Hij verzoekt de regering om het instellen van een fonds voor klokkenluiders niet langer uit te stellen. Artikel 20 van de EU-Richtlijn dat gaat over het bieden van «Ondersteuningsmaatregelen» heeft nog niet of althans onvoldoende weerslag gevonden in het ontwerpwetsvoorstel. Melders van misstanden zouden veel beter geholpen zijn als er snel financiële en psychologische hulp gedurende het hele traject beschikbaar komt door een onafhankelijk financieel fonds.

2. Onderdeelsgewijs

2.1. Onderdeel A

De leden van de VVD-fractie vragen de regering in te gaan op de door de Afdeling advisering van de Raad van State naar voren gebrachte punten. Op 12 oktober jl. bracht de Raad van State voorlichting uit over het onderhavige wetsvoorstel. Specifiek vragen deze leden aandacht voor de opmerking over «interne regels van een werkgever» en misstanden. De Afdeling advisering adviseert om de uitbreiding naar interne regels te beperken tot concrete voorschriften met een wettelijke basis.

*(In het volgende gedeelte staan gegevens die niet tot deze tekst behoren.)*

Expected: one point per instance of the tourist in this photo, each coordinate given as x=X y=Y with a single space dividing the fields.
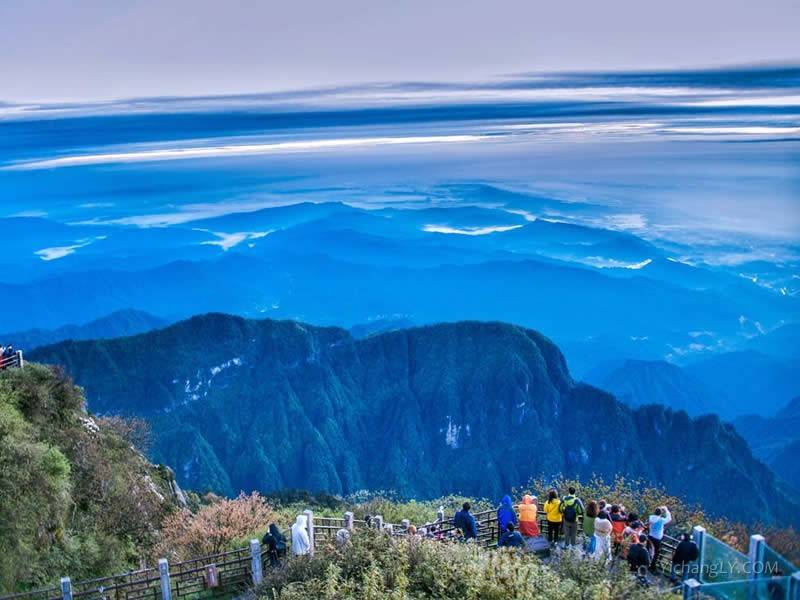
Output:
x=602 y=536
x=301 y=544
x=618 y=524
x=686 y=552
x=571 y=508
x=511 y=538
x=342 y=537
x=464 y=521
x=505 y=515
x=552 y=509
x=588 y=526
x=633 y=530
x=528 y=517
x=275 y=544
x=638 y=556
x=660 y=518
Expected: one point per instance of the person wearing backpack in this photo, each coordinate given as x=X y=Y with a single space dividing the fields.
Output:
x=552 y=508
x=571 y=508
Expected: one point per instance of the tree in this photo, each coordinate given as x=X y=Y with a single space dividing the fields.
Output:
x=214 y=527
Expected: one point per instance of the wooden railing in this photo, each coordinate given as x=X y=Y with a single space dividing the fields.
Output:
x=14 y=361
x=223 y=573
x=230 y=572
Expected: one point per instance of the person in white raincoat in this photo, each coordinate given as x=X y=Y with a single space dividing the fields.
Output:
x=602 y=535
x=301 y=545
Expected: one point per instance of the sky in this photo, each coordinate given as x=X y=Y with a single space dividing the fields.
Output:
x=84 y=50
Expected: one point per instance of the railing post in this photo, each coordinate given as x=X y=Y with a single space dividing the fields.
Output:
x=794 y=586
x=690 y=589
x=66 y=588
x=310 y=526
x=163 y=571
x=255 y=559
x=755 y=555
x=699 y=536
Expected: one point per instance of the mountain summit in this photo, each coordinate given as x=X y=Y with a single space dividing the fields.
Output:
x=473 y=407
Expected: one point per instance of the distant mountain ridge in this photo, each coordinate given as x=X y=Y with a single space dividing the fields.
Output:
x=776 y=440
x=474 y=407
x=640 y=382
x=118 y=324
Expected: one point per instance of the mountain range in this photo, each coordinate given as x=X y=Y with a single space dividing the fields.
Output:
x=245 y=404
x=775 y=440
x=118 y=324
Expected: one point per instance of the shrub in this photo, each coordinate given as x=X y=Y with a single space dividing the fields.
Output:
x=213 y=528
x=376 y=566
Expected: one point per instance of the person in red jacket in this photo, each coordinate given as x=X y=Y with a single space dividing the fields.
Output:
x=528 y=513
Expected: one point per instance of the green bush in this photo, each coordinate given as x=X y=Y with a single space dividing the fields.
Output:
x=75 y=497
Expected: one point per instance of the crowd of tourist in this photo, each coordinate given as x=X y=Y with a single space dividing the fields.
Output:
x=597 y=529
x=6 y=354
x=609 y=531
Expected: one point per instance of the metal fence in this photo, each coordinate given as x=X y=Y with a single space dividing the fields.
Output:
x=14 y=361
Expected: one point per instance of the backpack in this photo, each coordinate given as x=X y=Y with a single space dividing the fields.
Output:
x=570 y=511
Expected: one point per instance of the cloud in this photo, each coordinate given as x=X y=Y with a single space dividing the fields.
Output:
x=237 y=150
x=56 y=252
x=469 y=230
x=227 y=241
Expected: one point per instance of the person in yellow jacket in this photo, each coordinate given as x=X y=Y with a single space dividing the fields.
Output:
x=528 y=511
x=552 y=509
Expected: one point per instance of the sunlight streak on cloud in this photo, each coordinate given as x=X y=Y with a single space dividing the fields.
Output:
x=239 y=150
x=469 y=230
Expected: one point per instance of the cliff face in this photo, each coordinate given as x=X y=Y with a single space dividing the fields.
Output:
x=74 y=493
x=470 y=407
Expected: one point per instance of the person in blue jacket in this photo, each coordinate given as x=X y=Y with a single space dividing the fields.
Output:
x=511 y=538
x=505 y=514
x=466 y=522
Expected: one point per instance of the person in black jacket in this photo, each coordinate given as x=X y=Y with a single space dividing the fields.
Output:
x=511 y=538
x=638 y=556
x=464 y=521
x=686 y=552
x=275 y=543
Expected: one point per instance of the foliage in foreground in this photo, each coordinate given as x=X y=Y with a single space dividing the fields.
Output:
x=213 y=528
x=375 y=566
x=75 y=497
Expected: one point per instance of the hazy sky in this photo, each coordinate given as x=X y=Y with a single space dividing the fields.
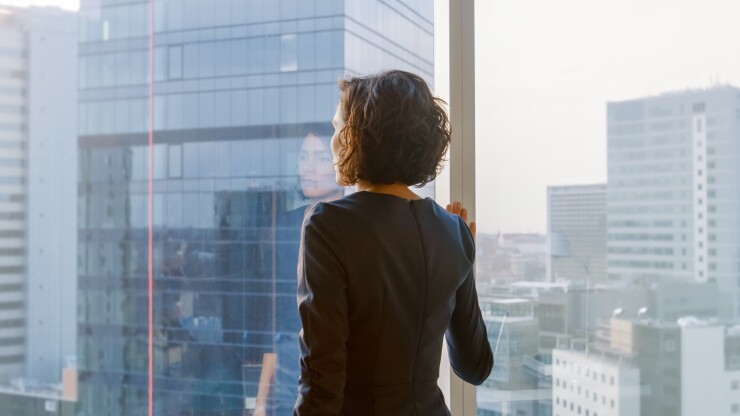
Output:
x=65 y=4
x=545 y=69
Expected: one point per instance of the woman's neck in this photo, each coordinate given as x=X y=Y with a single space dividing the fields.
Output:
x=398 y=189
x=327 y=198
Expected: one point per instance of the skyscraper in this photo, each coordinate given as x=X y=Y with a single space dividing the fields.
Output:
x=576 y=227
x=239 y=90
x=37 y=192
x=672 y=201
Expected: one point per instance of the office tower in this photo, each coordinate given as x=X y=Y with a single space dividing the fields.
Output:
x=38 y=192
x=593 y=385
x=239 y=89
x=576 y=229
x=672 y=204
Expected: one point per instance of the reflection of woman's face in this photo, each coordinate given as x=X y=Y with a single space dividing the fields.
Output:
x=315 y=168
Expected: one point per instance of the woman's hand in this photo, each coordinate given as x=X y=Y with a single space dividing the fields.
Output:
x=457 y=209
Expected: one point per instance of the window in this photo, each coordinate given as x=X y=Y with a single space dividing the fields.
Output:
x=175 y=62
x=237 y=94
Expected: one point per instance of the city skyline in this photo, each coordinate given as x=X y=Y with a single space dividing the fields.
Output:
x=517 y=70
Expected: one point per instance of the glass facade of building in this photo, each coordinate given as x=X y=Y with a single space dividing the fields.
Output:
x=243 y=96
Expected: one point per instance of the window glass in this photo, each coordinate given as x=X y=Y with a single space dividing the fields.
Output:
x=238 y=91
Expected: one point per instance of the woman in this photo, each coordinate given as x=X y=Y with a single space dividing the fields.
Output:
x=384 y=274
x=315 y=184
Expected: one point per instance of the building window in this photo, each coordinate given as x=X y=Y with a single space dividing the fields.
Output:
x=174 y=62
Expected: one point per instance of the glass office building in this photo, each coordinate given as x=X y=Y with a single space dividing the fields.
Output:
x=238 y=88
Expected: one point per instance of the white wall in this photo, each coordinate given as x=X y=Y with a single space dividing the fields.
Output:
x=52 y=203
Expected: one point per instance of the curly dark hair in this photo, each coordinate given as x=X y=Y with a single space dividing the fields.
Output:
x=395 y=130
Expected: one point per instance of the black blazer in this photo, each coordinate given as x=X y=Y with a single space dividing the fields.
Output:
x=381 y=279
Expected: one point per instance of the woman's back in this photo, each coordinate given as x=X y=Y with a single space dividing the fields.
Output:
x=382 y=278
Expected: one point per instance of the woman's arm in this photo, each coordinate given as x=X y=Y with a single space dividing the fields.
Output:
x=322 y=305
x=467 y=338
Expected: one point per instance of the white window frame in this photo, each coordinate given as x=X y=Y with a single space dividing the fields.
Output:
x=454 y=78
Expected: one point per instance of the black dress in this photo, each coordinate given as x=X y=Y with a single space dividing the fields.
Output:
x=381 y=280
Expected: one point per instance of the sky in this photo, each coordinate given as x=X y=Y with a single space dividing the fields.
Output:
x=64 y=4
x=544 y=72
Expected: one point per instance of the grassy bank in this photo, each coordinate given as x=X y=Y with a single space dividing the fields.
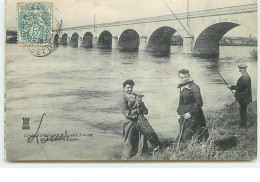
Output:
x=226 y=141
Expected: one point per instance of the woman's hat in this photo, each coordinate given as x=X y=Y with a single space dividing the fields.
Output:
x=242 y=66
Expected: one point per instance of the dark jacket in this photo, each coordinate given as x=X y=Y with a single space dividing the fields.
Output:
x=243 y=89
x=190 y=100
x=129 y=109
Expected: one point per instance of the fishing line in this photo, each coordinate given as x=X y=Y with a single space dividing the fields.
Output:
x=199 y=50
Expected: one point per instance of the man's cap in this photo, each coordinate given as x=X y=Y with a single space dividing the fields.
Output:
x=242 y=66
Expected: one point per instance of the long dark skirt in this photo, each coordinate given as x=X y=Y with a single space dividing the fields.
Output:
x=146 y=129
x=135 y=142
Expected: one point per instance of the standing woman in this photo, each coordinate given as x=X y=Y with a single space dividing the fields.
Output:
x=190 y=115
x=135 y=142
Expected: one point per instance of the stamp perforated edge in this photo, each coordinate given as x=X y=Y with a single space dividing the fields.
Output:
x=33 y=45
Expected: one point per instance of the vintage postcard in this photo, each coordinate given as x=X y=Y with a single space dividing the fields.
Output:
x=139 y=80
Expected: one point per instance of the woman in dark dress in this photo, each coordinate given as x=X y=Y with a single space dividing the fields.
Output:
x=135 y=143
x=190 y=115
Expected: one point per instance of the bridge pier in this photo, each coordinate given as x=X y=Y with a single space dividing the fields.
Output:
x=114 y=42
x=94 y=41
x=143 y=43
x=59 y=40
x=80 y=41
x=68 y=40
x=188 y=44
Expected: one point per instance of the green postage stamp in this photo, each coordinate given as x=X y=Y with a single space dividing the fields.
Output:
x=34 y=23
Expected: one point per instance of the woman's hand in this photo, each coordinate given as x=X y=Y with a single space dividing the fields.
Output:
x=187 y=115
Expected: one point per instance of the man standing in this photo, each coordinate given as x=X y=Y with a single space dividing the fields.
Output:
x=190 y=115
x=243 y=94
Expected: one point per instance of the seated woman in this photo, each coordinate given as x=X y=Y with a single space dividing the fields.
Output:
x=190 y=115
x=135 y=143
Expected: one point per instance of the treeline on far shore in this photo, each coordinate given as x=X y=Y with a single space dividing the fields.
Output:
x=11 y=37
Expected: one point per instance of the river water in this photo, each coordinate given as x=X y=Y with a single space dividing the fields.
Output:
x=79 y=90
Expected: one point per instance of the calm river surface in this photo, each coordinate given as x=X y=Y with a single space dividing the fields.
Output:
x=79 y=90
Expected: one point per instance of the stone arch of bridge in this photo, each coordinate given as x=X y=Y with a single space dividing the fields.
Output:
x=64 y=39
x=207 y=42
x=129 y=40
x=74 y=39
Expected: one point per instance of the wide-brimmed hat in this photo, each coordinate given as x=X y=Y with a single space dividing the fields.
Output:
x=242 y=66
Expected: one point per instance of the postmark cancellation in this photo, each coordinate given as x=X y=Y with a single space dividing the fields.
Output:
x=34 y=20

Zij constateren voorts dat met betrekking tot het criterium van «maatschappelijk belang» in de definitie van misstand er duidelijker wordt toegelicht welke criteria een rol spelen bij het bepalen of het maatschappelijk belang in het geding is. Is overwogen om deze criteria in de wettekst zelf vast te leggen? Welke overwegingen spelen daarbij een rol? Gaarne krijgen zij een reactie.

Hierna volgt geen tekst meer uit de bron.